When your outstanding loan balance ends up being more than the value of your home, your lender has the option of freezing or reducing your line of credit since your home can no longer be used to secure the loan. Having a loan balance larger than your home is worth is known as negative equity, or when you’re “upside down” on your mortgage.

How to protect yourself from the risks of home equity loans

If interest rates continue to rise, which experts expect, one option is to convert a HELOC to a fixed rate HELOC or home equity loan so you can lock in your interest rate and keep your payments consistent.

In general, it is prudent to consult a financial adviser when making important financial decisions such as taking out a loan on your home. Financial professionals can help you determine if such a loan is right for your long-term financial goals.

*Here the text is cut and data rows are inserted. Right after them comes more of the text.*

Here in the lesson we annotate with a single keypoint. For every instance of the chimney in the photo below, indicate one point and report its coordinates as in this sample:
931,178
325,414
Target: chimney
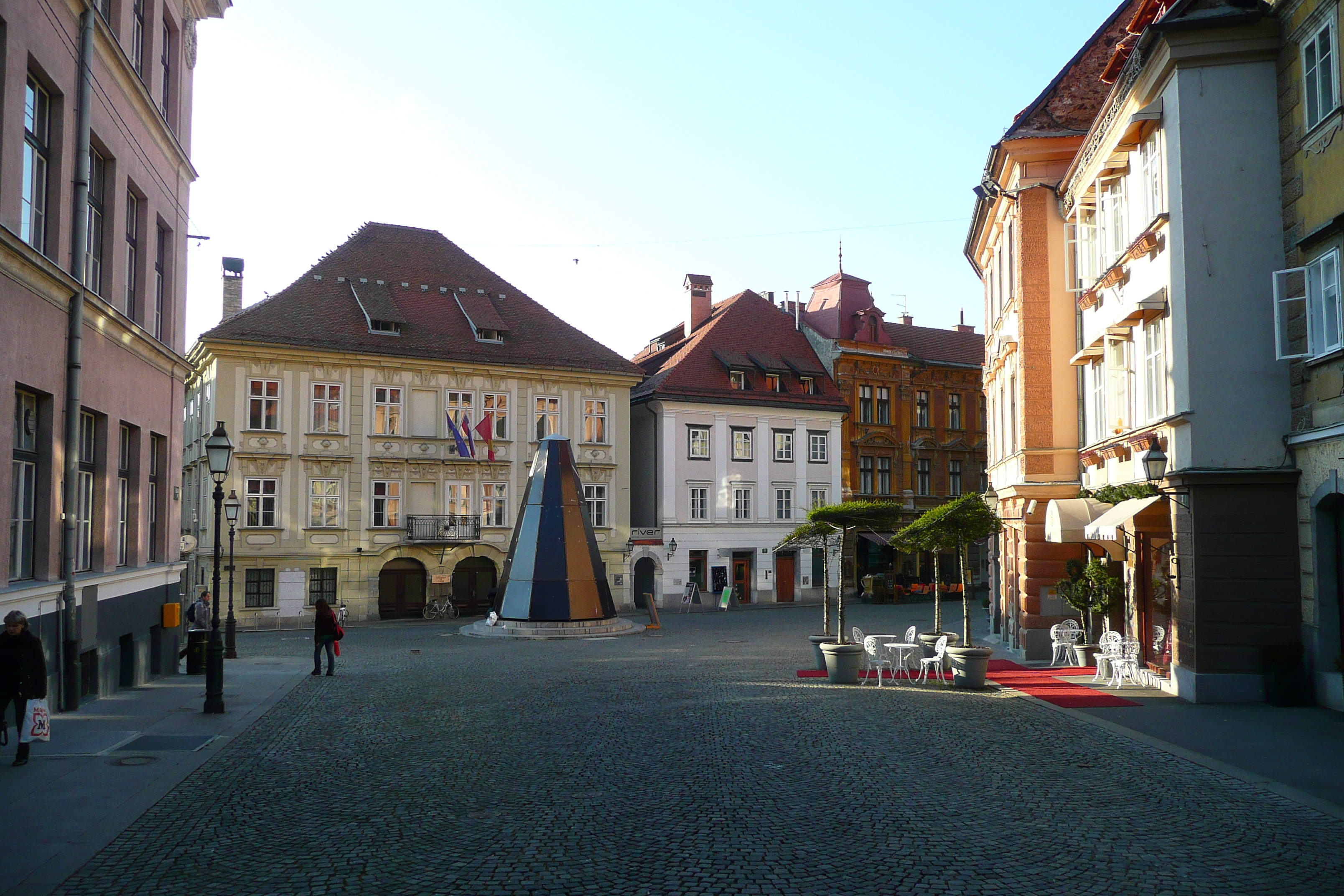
233,288
701,290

Either way, it is crucial to model different versions of your budget to make sure you can afford your monthly payments even if your financial situation changes. Determine the maximum loan amount you can cover in the event of an increase in interest rates or a life event like job loss so you can continue to make payments without interruption, regardless of the factors macro and microeconomics.

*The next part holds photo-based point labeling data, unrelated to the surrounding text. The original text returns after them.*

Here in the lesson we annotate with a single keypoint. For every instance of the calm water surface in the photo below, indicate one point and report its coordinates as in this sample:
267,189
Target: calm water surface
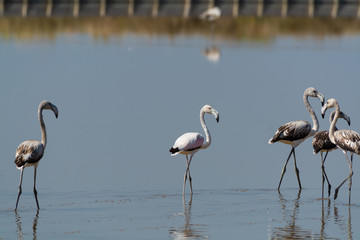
124,98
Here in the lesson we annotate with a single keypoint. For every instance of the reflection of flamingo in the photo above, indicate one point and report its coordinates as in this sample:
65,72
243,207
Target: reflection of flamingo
322,228
341,223
19,225
212,54
189,231
296,132
321,143
211,14
30,152
190,143
346,140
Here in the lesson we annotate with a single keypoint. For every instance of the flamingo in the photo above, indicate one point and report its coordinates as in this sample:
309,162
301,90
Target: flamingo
30,152
346,140
191,142
211,14
321,143
295,132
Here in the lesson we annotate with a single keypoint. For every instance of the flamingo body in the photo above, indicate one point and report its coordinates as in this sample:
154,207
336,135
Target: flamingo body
346,140
292,133
191,142
295,132
322,143
187,143
29,153
211,14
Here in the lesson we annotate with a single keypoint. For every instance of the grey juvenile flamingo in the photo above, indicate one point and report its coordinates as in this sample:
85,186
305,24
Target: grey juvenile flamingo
295,132
346,140
321,143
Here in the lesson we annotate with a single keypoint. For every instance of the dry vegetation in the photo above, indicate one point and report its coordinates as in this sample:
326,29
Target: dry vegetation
230,29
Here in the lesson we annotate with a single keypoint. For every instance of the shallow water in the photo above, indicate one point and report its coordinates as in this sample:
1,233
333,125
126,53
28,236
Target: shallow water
126,90
210,214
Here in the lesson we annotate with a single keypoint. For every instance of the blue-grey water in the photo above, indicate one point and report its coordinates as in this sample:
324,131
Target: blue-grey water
123,101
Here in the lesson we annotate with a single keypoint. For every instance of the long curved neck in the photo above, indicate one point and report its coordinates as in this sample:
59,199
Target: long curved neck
312,113
331,118
207,133
42,126
333,123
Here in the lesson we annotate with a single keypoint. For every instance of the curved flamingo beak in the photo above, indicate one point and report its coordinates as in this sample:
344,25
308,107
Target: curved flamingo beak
321,97
323,110
216,114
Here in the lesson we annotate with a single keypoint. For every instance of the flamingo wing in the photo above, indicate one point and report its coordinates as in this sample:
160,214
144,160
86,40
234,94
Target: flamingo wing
321,142
347,140
292,131
28,152
187,142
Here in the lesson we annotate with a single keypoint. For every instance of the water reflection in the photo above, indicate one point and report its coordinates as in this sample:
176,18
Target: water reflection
189,231
324,217
340,222
212,54
19,230
289,214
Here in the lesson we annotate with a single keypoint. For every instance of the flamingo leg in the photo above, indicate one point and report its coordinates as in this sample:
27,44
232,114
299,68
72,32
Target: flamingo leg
188,170
350,175
284,168
350,180
325,175
296,169
19,191
185,176
35,192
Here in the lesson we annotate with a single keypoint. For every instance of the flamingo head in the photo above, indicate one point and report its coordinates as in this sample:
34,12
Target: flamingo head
312,92
49,106
210,110
331,103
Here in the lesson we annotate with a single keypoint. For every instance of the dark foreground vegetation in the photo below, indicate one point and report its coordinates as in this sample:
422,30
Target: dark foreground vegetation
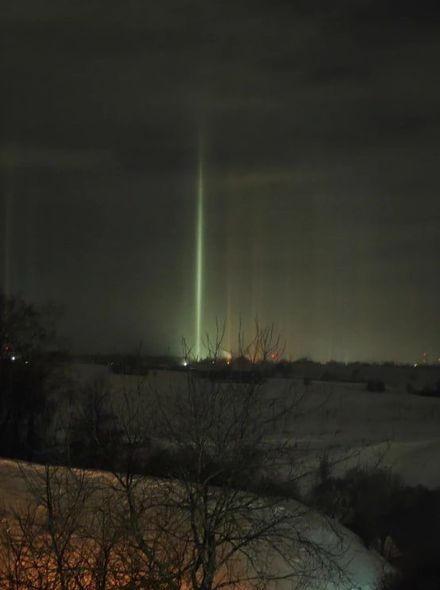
209,434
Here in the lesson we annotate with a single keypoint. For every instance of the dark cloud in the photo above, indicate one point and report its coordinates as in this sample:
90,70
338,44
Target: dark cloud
320,123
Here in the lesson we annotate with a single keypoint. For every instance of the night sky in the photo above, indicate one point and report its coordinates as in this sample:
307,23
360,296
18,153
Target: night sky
320,124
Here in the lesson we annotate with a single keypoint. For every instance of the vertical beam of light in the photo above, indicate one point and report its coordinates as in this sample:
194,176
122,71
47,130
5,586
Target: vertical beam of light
7,244
199,256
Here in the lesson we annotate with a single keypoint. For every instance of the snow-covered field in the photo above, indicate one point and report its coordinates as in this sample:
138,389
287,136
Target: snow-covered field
391,428
395,429
345,563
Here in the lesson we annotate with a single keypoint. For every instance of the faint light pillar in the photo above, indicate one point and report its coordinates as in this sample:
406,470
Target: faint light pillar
199,278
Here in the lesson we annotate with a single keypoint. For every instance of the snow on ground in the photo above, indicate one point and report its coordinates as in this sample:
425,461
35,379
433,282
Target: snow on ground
349,565
394,428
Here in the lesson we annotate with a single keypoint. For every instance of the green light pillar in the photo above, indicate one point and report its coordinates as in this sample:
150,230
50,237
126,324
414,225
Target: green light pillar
199,256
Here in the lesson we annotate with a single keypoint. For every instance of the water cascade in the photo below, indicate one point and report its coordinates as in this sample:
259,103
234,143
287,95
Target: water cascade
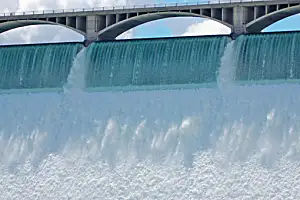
198,143
268,57
190,60
36,66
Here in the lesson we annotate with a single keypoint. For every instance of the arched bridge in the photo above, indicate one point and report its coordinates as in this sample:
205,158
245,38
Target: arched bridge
242,16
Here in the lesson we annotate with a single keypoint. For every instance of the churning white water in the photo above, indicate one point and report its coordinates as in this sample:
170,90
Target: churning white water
176,144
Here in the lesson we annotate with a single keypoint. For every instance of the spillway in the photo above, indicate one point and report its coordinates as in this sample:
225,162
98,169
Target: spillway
233,142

As always, keep track of your credit and sign up for a free weekly credit report to make sure your credit score stays healthy because you’ll likely have a balance for years with a home equity loan.

The bottom line

Home equity loans and HELOCs carry the risk of losing your home if you miss several payments. In times of economic uncertainty and with the Fed poised to continue raising rates, it’s essential to make sure your monthly budget can handle fluctuations in your second mortgage payment if your payments increase. As a homeowner, you need to weigh the pros and cons of securing a loan with your property. And as with any loan, it’s always a good idea to shop around with multiple lenders and compare rates and fees to ensure you’re getting the most favorable terms available.